Just to prove the results aren’t being confounded by the redundant index itself, here are two new tables with the same data:

mysql>SHOW CREATE TABLE mysqlslap.t7\G
       TABLE: t7
CREATE TABLE: CREATE TABLE `t7` (
  `intcol1` INT(11) DEFAULT NULL,
  `intcol2` INT(11) DEFAULT NULL,
  `intcol3` INT(11) DEFAULT NULL,
  `charcol1` VARCHAR(255) DEFAULT NULL,
  `charcol2` VARCHAR(255) DEFAULT NULL,
  `charcol3` VARCHAR(255) DEFAULT NULL,
  KEY `one` (`intcol1`)
) ENGINE=InnoDB DEFAULT CHARSET=latin1
1 ROW IN SET (0.00 sec)
 
mysql>SHOW CREATE TABLE mysqlslap.t8\G
       TABLE: t8
CREATE TABLE: CREATE TABLE `t8` (
  `intcol1` INT(11) DEFAULT NULL,
  `intcol2` INT(11) DEFAULT NULL,
  `intcol3` INT(11) DEFAULT NULL,
  `charcol1` VARCHAR(255) DEFAULT NULL,
  `charcol2` VARCHAR(255) DEFAULT NULL,
  `charcol3` VARCHAR(255) DEFAULT NULL,
  KEY `two` (`intcol1`,`charcol1`)
) ENGINE=InnoDB DEFAULT CHARSET=latin1
1 ROW IN SET (0.00 sec)

(Restarted to reset the performance schema and sys tables.)

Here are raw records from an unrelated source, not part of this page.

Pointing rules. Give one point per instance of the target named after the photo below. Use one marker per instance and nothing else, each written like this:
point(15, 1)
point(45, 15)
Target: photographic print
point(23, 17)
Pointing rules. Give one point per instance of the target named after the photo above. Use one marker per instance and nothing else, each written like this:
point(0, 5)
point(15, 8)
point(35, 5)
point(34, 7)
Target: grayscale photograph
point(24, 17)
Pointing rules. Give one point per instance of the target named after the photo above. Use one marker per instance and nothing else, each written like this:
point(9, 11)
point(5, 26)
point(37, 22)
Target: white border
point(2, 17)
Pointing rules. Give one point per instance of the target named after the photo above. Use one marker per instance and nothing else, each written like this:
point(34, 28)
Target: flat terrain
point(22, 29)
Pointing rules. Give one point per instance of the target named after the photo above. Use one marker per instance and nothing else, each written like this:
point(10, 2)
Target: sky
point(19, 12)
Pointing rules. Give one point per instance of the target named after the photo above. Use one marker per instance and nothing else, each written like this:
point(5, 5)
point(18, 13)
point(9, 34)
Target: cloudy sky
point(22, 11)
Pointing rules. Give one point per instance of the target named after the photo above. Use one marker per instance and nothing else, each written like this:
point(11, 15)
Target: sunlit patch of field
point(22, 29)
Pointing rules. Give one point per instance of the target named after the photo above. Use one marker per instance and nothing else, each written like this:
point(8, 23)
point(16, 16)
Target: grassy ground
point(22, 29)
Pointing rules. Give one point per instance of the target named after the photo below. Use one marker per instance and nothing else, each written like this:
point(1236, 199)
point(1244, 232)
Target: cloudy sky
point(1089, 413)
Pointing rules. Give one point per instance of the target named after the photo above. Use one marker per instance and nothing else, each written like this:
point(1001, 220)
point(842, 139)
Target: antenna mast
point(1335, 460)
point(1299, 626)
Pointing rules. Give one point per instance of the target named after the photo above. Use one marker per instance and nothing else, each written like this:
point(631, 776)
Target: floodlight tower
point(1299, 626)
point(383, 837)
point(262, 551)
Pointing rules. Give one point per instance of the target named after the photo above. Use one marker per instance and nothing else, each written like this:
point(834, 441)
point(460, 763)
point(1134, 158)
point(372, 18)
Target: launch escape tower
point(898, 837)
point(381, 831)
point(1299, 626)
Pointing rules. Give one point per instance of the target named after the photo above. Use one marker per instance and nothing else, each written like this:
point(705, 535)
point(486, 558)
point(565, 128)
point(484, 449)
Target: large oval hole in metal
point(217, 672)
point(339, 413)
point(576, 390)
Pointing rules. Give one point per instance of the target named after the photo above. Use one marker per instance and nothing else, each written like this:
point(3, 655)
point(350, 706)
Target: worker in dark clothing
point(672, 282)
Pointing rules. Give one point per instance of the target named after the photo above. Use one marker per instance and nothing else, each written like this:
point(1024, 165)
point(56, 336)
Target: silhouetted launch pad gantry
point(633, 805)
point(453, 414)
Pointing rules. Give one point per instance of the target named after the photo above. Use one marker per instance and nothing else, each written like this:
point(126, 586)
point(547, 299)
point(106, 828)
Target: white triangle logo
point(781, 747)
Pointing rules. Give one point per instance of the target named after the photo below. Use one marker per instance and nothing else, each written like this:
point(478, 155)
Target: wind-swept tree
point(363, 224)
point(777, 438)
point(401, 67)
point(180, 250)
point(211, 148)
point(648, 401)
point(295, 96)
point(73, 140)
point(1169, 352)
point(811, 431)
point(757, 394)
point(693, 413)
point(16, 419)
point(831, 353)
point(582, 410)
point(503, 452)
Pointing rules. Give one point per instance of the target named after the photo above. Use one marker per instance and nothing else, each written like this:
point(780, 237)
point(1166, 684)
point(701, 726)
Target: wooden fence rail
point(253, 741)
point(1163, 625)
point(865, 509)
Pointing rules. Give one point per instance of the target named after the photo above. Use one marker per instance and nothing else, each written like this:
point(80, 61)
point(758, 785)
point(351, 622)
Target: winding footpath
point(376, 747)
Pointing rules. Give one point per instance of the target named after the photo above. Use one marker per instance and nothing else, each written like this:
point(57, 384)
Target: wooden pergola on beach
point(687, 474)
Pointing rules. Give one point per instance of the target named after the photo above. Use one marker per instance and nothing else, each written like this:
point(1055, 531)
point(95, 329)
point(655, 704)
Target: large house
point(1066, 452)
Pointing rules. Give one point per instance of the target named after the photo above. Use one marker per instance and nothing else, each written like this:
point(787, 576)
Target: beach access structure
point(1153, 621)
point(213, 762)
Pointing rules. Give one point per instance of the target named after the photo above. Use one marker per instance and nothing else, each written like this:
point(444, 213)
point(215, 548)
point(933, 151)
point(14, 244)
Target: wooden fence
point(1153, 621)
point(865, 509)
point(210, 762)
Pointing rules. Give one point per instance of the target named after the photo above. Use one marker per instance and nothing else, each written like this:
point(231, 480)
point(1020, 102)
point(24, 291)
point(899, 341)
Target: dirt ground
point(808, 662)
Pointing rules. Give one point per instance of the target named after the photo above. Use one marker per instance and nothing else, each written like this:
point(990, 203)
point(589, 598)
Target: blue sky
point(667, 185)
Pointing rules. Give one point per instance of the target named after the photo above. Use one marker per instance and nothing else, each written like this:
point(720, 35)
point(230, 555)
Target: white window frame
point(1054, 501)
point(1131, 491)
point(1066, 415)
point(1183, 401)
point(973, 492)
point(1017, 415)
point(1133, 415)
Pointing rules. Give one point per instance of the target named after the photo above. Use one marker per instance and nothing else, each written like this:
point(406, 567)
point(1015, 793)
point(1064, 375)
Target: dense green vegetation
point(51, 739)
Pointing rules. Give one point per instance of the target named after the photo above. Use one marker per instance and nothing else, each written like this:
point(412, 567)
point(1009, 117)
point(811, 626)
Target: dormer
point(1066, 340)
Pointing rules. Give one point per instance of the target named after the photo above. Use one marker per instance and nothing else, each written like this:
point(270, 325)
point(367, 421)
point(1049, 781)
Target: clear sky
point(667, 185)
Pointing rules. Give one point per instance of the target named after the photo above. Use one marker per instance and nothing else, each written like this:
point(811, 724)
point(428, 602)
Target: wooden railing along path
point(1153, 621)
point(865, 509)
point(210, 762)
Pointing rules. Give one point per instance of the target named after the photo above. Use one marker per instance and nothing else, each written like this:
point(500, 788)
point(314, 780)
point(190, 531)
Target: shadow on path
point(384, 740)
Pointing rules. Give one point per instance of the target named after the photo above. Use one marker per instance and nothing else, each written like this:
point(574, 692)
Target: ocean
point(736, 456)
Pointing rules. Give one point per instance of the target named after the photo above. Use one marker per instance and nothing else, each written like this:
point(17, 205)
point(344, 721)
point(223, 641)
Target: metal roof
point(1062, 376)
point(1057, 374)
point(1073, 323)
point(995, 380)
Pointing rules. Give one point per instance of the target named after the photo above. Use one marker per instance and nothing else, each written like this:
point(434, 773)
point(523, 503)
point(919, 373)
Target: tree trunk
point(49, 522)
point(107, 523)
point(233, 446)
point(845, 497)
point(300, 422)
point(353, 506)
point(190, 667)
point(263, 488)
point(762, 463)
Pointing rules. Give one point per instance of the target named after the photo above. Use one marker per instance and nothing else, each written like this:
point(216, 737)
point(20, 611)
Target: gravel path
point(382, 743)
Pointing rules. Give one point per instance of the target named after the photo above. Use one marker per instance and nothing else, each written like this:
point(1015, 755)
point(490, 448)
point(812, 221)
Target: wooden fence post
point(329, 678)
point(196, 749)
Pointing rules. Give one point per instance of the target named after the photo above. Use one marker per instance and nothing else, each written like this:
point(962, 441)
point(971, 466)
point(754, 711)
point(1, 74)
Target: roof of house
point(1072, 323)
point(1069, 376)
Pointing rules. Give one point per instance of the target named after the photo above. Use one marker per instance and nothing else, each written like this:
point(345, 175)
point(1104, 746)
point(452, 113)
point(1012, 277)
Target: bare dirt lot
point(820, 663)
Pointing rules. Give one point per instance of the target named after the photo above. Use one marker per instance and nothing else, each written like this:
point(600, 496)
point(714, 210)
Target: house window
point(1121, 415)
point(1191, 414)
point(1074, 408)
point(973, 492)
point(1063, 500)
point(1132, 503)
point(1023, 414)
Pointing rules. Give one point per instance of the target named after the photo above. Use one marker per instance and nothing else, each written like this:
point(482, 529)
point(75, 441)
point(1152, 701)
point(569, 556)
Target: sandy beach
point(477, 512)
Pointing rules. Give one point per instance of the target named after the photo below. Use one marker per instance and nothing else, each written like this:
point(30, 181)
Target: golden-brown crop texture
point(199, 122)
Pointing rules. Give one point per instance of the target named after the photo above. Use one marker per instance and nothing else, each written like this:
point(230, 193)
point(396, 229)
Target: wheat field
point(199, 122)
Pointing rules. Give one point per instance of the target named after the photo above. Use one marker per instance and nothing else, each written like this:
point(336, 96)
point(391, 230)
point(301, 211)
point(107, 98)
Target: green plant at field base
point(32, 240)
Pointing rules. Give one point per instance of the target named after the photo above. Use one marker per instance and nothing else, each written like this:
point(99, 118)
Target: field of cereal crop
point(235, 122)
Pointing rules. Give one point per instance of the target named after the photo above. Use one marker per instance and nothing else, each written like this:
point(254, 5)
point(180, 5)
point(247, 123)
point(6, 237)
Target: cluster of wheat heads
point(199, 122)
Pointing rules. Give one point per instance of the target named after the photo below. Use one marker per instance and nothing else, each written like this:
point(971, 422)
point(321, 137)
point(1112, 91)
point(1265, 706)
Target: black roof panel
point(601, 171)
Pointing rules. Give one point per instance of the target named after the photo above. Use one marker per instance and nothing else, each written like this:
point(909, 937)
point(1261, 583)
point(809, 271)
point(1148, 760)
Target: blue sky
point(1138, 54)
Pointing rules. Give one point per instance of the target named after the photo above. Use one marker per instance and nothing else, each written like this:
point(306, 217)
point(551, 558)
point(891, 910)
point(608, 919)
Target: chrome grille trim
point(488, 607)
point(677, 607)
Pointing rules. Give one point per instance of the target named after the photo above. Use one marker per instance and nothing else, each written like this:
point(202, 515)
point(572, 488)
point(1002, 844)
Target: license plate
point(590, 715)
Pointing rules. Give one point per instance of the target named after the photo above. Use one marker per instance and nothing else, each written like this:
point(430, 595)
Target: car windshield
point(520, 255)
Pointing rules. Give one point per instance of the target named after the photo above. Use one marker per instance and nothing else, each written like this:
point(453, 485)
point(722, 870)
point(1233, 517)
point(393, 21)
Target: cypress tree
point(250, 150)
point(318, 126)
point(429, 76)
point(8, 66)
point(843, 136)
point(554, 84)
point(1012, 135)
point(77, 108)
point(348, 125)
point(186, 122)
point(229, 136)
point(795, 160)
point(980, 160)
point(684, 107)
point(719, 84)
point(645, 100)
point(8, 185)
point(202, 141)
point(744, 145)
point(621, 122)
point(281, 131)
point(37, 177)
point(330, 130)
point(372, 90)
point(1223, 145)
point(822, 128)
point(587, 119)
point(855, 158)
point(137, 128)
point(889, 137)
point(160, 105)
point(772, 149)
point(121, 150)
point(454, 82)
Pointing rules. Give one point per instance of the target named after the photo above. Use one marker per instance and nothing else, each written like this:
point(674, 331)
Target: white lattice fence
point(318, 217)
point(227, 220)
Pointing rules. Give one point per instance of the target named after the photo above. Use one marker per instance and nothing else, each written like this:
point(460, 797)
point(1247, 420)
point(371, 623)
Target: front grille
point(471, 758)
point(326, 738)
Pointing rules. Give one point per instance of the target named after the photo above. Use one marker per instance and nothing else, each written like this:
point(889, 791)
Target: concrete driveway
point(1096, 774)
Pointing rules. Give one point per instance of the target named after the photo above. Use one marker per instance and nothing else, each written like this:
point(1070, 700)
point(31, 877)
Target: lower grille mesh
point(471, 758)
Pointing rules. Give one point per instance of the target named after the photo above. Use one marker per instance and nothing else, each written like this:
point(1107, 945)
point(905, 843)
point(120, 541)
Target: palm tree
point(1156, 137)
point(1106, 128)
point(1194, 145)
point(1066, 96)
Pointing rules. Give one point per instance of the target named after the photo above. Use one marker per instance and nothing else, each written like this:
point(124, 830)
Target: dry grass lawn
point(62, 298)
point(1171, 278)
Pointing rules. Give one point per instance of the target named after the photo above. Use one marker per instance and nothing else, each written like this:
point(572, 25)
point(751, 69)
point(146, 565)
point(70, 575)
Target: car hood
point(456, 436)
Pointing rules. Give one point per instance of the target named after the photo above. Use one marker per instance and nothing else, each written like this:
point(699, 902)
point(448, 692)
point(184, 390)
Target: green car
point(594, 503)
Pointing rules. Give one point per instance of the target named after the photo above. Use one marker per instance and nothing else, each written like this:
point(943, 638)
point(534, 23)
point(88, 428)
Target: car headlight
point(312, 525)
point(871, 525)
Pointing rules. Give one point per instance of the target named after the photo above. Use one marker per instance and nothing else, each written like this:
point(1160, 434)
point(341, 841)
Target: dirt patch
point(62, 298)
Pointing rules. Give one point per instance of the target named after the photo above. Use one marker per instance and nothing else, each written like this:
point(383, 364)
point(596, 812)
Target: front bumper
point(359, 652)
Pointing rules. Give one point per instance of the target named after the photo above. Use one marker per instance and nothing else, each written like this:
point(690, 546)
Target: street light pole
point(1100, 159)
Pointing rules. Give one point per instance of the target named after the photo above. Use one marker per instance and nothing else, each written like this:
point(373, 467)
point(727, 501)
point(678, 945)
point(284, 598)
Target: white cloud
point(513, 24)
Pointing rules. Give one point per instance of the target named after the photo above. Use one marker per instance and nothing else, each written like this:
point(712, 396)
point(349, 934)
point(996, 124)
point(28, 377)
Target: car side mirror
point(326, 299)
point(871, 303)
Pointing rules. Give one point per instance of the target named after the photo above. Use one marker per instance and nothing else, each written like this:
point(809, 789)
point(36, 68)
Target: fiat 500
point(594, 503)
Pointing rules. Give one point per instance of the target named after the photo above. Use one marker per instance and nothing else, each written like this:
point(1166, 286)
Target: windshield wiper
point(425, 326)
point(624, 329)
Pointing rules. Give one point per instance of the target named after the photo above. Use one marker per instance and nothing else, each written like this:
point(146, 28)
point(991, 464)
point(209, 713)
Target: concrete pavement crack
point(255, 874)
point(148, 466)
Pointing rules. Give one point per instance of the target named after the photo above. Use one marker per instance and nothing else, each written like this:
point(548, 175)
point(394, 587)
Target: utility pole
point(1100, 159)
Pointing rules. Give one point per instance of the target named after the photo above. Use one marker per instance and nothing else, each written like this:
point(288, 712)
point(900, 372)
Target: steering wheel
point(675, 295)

mysqlslap –concurrency=2 –iterations=1000 –create-schema=mysqlslap –query=“select intcol1 from t7 where intcol1>FLOOR(RAND() * 10000000);select intcol1 from t8 where intcol1>FLOOR(RAND() * 10000000);” –delimiter=“;” –verbose
mysql>SELECT * FROM sys.schema_index_statistics;
------------------------------------------------------------------------------------------------------------
| table_schema | TABLE_NAME | index_name | rows_selected | select_latency | rows_inserted | insert_latency | rows_updated | update_latency | rows_deleted | delete_latency |
------------------------------------------------------------------------------------------------------------
| mysqlslap    | t8         | two        |     200012000 | 5.16 m         |             0 | 0 ps           |            0 | 0 ps           |            0 | 0 ps           |
| mysqlslap    | t7         | one        |     200012000 | 4.67 m         |             0 | 0 ps           |            0 | 0 ps           |            0 | 0 ps           |
------------------------------------------------------------------------------------------------------------

Remember, this is the same data and schema except for the indexes.

Conclusion: Sometimes redundant indexes are helpful.

Thank you to Abhinav Gupta for the technical review.